PEG1 (or MEST) is an imprinted gene located on human chromosome 7q32 that is expressed predominantly from the paternal allele. In the mouse, Peg1/Mest is associated with embryonic growth and maternal behavior. Human PEG1 is transcribed from two promoters; the transcript from promoter P1 is derived from both parental alleles, and the transcript from P2 is exclusively from the paternal allele. We characterized the P1 and P2 transcripts in various normal and neoplastic tissues. In the normal tissues, PEG1 was transcribed from both promoters P1 and P2, whereas in six of eight neoplastic tissues, PEG1 was transcribed exclusively from promoter P1. Bisulfite sequencing demonstrated high levels of CpG methylation in the P2 region of DNA from a lung tumor.
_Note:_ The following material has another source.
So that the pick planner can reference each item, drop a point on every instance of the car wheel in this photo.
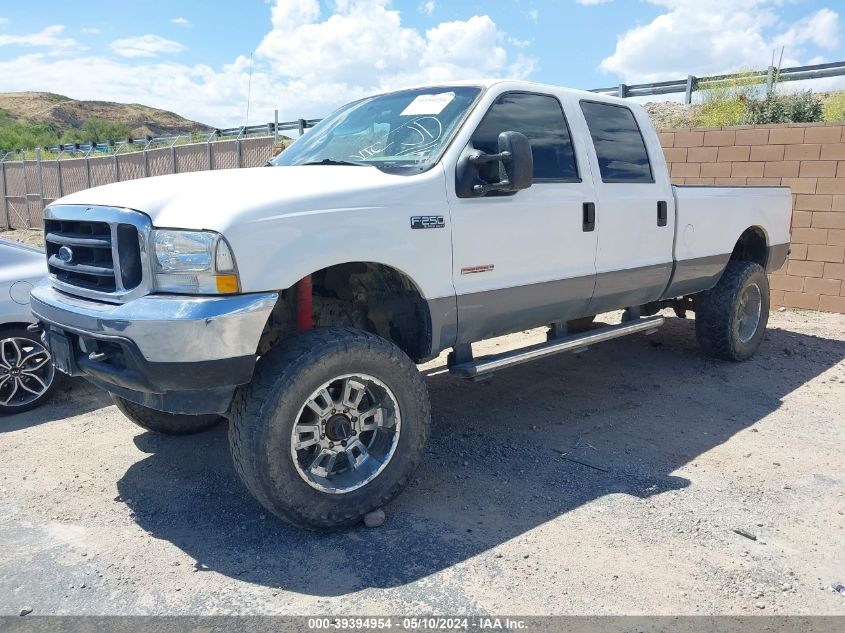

In the region between P1 and P2, we identified a novel transcript, PEG1-AS, in an antisense orientation to PEG1. PEG1-AS is a spliced transcript and was detected as a strong 2.4-kilobase band on a Northern blot. PEG1-AS and PEG1 P2-sense transcript were expressed exclusively from the paternal allele. Fragments of DNA from within the 1.5-kilobase region between PEG1-AS and the P2 exon were ligated to a pGL3 luciferase reporter vector and transfected into NCI H23 cells. This DNA exhibited strong promoter activity in both the sense and antisense directions, indicating that PEG1-AS and P2 exon share a common promoter region. Treatment of the transfected DNA fragments with CpG methylase abolished the promoter activity. Of interest, PEG1-AS was expressed predominantly in testis and in mature motile spermatozoa, indicating a possible role for this transcript in human sperm physiology and fertilization.